Bangladesh politician (died 2019)

Gulzar Ahmed Chowdhury (গুলজ়ার আহমদ চৌধুরী; died 26 November 2019) was a politician in the Sunamganj District of the Sylhet Division of Bangladesh. He was elected member of parliament for the Sunamganj-3 constituency as a Bangladesh Nationalist Party candidate in the sixth Jatiya Sangsad elections held on 15 February 1996.

== Early life and education ==
Chowdhury was born in 1937, to a Bengali Muslim family of Chowdhuries in the village of Hatiya in Derai, Sunamganj, then part of the British Raj. After completing his matriculation from Jagannathpur High School in 1956, Chowdhury enrolled at the Sunamganj College. He was later expelled due to political activities against the ruling Muslim League political party.
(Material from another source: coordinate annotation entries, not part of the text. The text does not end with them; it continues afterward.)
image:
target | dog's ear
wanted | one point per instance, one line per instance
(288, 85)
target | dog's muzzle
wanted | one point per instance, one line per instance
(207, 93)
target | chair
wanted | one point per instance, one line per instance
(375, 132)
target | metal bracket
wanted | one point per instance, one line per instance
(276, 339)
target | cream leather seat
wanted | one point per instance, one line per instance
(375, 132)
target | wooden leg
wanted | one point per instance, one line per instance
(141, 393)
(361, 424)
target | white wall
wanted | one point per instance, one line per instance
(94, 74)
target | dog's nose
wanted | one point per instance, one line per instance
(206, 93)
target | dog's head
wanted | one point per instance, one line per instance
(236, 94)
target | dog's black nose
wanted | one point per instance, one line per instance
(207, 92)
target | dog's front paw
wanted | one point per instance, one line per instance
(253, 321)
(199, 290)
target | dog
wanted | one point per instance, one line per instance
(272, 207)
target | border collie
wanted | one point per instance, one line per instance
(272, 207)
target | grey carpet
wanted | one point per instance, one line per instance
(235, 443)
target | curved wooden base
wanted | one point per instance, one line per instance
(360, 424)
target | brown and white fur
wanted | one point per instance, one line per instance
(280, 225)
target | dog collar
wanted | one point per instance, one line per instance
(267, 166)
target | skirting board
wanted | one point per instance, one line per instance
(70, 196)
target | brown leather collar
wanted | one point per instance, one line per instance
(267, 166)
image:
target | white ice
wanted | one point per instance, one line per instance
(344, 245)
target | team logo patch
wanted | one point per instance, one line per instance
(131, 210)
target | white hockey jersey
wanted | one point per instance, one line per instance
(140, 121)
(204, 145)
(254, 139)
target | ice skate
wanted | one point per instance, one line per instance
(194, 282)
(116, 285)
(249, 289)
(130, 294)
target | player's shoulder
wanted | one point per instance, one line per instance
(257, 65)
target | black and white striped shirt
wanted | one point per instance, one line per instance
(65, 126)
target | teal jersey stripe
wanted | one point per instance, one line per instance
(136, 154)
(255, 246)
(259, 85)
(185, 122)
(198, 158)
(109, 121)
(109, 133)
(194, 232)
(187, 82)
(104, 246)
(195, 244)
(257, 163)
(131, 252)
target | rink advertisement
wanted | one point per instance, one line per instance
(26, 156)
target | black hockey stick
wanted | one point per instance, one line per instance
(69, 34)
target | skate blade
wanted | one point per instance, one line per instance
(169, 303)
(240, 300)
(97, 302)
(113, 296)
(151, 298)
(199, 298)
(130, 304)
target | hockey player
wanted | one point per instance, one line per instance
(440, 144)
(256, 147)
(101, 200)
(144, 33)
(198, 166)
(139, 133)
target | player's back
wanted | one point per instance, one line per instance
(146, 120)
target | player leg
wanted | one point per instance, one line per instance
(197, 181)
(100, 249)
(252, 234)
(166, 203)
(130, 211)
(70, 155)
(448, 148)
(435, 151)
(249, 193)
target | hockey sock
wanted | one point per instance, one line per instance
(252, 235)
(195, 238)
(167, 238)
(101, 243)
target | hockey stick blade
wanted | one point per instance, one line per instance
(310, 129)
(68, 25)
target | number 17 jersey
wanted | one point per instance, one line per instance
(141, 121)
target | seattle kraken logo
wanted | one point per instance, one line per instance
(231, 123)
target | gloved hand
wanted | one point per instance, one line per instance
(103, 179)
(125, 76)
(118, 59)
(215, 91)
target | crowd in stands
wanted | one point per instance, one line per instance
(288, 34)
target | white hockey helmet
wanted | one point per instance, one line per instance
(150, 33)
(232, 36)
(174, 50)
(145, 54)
After being released from prison in 1958, Chowdhury completed his Intermediate of Arts and gained admission into Murari Chand College in 1963. He failed his Bachelor of Arts examinations in 1964 due to his political activities, but graduated from Madaripur Government College in 1966. He was then admitted to study law at the University of Dhaka but did not end up taking the examinations.

== Career ==
During the Bangladesh Liberation War of 1971, Ahmed was one of the student freedom organisers in Derai. He was associated with the Ganatantri Party.

He was elected member of parliament for Sunamganj-3 constituency as a Bangladesh Nationalist Party candidate in the Sixth Jatiya Sangsad elections held on 15 February 1996.

==Personal life==
He was married to Syeda Zaibunnessa Khatun, a teacher at the Kishori Mohan Girls School. They had one son and two daughters.

==Death==
Ahmed died at 11:50 BST on 26 November 2019 in his residence in Dhaka, two days after his wife's death. The next day, his first janaza was performed in Chowkidighi Jame Mosque in Sylhet. After Maghrib prayers, his second janaza and burial was undertaken in Shah Jalal Dargah.